Rede Latino Americana
Tiago Tombini, um dos fundadores do Movimento Mecenas da Vida, acredita que “com esses dados em mãos a gente vai conseguir comprovar de uma forma mais sistemática e científica que a Agroecologia gera impactos socioeconômicos positivos nas comunidades tradicionais e também impactos ambientais na linha de conservação dos remanescentes florestais, dos recursos hídricos das propriedades, tendo suas matas ciliares protegidas. Isso é algo muito importante para o nosso trabalho e também para o trabalho que as outras instituições do projeto vem realizando”.
Fundado em 2008, o MMV tem o projeto Turismo CO2 Legal como o grande guarda-chuva da organização – por meio do qual o recurso de compensação do carbono emitido financia parte do trabalho de agricultores da Rede Povos da Mata. A Rede conta hoje com cerca de 900 agricultores certificados. Agricultores como o Gabriel Goés, para quem os indicadores representam um desafio de longa data dentro da Agroecologia.

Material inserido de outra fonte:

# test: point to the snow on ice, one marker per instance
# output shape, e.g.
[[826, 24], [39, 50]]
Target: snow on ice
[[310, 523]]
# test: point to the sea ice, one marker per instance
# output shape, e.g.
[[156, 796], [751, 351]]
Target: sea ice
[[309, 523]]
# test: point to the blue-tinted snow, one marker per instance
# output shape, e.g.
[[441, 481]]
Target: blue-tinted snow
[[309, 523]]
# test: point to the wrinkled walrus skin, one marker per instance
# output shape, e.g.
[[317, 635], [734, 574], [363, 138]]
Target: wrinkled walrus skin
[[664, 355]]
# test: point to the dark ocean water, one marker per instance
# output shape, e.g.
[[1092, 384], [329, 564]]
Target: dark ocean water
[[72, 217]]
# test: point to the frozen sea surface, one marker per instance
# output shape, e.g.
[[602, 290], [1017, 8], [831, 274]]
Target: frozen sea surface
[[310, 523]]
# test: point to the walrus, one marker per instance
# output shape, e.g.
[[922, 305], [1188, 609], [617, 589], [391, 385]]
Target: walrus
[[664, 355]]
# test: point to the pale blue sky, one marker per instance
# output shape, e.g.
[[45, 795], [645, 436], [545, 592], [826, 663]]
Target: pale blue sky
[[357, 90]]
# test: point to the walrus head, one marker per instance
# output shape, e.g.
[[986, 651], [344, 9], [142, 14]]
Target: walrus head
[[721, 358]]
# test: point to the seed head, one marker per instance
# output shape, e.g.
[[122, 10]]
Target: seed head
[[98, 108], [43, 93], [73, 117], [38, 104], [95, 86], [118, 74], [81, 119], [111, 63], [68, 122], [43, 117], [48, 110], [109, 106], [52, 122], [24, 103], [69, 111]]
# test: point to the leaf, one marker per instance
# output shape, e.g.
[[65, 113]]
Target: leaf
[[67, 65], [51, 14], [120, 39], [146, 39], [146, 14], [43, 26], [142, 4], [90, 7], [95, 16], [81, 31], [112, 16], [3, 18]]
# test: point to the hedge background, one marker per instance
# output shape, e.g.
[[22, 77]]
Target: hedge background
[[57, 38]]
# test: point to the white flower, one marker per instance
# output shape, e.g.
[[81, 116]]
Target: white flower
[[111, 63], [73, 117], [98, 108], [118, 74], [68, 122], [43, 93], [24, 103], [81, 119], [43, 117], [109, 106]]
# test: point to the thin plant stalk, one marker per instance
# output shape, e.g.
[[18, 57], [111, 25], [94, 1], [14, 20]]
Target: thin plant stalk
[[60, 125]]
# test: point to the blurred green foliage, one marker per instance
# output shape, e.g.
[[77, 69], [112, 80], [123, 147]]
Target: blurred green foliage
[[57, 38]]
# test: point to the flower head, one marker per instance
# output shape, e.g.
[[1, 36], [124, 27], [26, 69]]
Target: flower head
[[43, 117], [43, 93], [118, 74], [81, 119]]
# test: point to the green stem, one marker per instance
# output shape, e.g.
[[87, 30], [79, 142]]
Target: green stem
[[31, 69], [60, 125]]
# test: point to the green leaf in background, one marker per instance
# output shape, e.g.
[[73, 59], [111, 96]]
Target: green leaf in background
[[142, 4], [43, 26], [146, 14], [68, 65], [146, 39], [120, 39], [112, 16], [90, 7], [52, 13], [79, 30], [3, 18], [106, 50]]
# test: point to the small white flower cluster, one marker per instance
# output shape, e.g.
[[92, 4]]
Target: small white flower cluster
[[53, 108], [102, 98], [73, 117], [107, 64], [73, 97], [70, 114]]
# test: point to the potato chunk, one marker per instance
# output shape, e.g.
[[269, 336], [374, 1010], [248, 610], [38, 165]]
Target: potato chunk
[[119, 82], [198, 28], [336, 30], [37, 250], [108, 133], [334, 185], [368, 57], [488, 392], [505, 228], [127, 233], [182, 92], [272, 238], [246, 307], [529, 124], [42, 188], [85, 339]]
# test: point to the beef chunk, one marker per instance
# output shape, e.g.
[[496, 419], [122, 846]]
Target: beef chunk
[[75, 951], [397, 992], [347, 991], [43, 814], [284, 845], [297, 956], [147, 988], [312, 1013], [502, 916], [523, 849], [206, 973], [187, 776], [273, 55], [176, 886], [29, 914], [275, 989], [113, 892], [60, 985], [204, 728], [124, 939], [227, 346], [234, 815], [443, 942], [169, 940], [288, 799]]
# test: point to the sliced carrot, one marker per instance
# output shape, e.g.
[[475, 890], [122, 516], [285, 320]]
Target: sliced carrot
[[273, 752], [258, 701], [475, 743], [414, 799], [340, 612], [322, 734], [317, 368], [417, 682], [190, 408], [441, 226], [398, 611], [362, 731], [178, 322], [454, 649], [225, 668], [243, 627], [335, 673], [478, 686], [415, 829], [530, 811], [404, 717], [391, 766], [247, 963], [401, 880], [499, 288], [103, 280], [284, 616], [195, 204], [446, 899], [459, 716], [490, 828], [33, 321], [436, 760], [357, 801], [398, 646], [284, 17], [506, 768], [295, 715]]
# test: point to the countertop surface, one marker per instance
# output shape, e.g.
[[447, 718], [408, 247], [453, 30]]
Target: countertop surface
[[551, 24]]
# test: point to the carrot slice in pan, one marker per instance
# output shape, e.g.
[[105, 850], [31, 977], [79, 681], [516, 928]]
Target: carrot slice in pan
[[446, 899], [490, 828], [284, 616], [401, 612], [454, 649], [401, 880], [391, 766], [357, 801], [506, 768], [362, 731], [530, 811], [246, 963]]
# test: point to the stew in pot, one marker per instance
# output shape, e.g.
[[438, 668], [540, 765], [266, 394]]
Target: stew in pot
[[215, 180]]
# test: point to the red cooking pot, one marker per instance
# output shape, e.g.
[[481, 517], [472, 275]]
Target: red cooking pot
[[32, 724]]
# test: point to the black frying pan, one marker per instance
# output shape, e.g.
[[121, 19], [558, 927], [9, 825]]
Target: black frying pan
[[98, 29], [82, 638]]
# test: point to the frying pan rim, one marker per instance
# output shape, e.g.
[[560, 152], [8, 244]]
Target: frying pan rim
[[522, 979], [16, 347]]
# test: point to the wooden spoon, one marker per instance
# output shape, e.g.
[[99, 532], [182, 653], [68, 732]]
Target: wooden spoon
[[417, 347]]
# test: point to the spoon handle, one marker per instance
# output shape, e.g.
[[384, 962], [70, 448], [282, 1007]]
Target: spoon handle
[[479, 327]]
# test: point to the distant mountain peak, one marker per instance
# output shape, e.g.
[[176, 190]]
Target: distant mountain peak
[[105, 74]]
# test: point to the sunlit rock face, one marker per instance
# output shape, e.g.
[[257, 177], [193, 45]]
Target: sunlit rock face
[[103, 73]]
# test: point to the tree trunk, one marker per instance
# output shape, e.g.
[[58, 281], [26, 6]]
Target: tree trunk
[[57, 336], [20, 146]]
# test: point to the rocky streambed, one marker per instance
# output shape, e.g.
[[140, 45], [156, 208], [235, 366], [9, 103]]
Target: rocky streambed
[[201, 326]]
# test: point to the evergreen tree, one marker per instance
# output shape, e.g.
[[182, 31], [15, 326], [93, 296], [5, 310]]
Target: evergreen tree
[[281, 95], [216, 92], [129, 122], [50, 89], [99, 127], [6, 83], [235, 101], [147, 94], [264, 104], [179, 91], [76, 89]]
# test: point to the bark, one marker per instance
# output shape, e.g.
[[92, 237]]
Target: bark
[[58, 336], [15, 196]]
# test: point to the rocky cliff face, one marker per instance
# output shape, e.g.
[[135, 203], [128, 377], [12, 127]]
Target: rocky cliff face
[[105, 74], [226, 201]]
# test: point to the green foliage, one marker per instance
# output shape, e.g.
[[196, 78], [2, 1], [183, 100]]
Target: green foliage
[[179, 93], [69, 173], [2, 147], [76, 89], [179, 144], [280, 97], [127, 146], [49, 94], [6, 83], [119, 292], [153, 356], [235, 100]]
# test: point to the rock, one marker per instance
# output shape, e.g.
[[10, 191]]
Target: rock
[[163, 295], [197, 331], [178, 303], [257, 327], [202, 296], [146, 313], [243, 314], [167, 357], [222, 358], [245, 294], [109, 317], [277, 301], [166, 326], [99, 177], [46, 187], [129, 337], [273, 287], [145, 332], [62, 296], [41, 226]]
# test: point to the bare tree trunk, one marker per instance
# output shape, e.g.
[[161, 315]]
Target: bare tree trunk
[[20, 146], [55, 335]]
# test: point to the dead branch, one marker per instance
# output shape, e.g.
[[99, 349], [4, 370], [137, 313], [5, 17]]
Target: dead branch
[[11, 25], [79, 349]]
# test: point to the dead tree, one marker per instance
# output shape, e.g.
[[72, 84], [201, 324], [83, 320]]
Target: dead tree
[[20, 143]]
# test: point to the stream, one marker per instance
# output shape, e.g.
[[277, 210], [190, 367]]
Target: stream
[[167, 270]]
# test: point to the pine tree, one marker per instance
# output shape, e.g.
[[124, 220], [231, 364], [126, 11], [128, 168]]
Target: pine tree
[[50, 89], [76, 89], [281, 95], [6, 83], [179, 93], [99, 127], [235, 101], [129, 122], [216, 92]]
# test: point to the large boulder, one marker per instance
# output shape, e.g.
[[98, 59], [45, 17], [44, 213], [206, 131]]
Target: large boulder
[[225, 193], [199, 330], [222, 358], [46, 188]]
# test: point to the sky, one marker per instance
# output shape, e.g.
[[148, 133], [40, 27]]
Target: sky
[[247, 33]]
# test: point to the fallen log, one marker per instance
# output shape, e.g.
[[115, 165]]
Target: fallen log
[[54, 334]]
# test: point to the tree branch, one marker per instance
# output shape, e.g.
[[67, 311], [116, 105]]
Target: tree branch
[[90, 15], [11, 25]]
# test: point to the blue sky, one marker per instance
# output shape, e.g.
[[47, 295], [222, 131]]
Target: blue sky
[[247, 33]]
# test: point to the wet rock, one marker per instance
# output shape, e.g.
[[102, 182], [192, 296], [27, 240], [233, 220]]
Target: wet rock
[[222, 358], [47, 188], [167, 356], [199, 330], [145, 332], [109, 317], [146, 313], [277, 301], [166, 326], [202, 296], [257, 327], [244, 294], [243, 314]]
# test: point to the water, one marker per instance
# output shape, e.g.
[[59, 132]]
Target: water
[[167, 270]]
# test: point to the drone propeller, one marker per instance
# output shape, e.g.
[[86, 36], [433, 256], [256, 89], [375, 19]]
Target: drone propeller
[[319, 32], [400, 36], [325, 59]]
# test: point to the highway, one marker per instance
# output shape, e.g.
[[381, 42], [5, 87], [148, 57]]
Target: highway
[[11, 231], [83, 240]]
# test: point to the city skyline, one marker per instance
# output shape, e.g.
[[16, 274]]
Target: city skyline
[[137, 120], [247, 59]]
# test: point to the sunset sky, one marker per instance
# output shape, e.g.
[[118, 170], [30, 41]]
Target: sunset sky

“A Agroecologia é muito complexa, não é tão simples quanto a agricultura convencional que é muito reducionista, e talvez esse tenha sido um dos motivos pelo qual a pesquisa em Agroecologia não tenha avançado tanto desde o seu surgimento. Ela carece de mais estudos, mais pesquisa. As informações estão aí, as famílias estão desenvolvendo Agroecologia, muito conhecimento agroecológico é produzido e acaba se perdendo, não tem registro. Então é essencial para esse entendimento como um todo, para poder criar políticas públicas e direcioná-las”, comenta Gabriel, que também é técnico de campo do MMV. E acrescenta: “Eu vejo a Agroecologia dentro daquele tripé: movimento, ciência e prática e dentro desse aspecto da ciência, o estudo dos indicadores é muito importante”.
“Estabelecer estas relações de intercâmbios, não só com as experiências brasileiras mas também poder dialogar com frequência com as organizações parceiras dos outros países, tem enriquecido nossas práticas enquanto organizações e fortalecido a troca de saberes e aprendizados em diferentes níveis, desde as questões da produção, como também o apoio e fortalecimento de redes locais, a exemplo da rede do México, além de proposição de políticas públicas que fortaleçam a Agroecologia nos territórios, tanto nacional como internacional”. E complementa: “Perceber e aprender com a diversidade de práticas, culturas e ‘jeitos de fazer’ por si só são resultados positivos do projeto, e os dados sistematizados trarão ainda mais elementos para a reflexão, avaliação e ação. Frutos que todos iremos colher”, afirma Erika.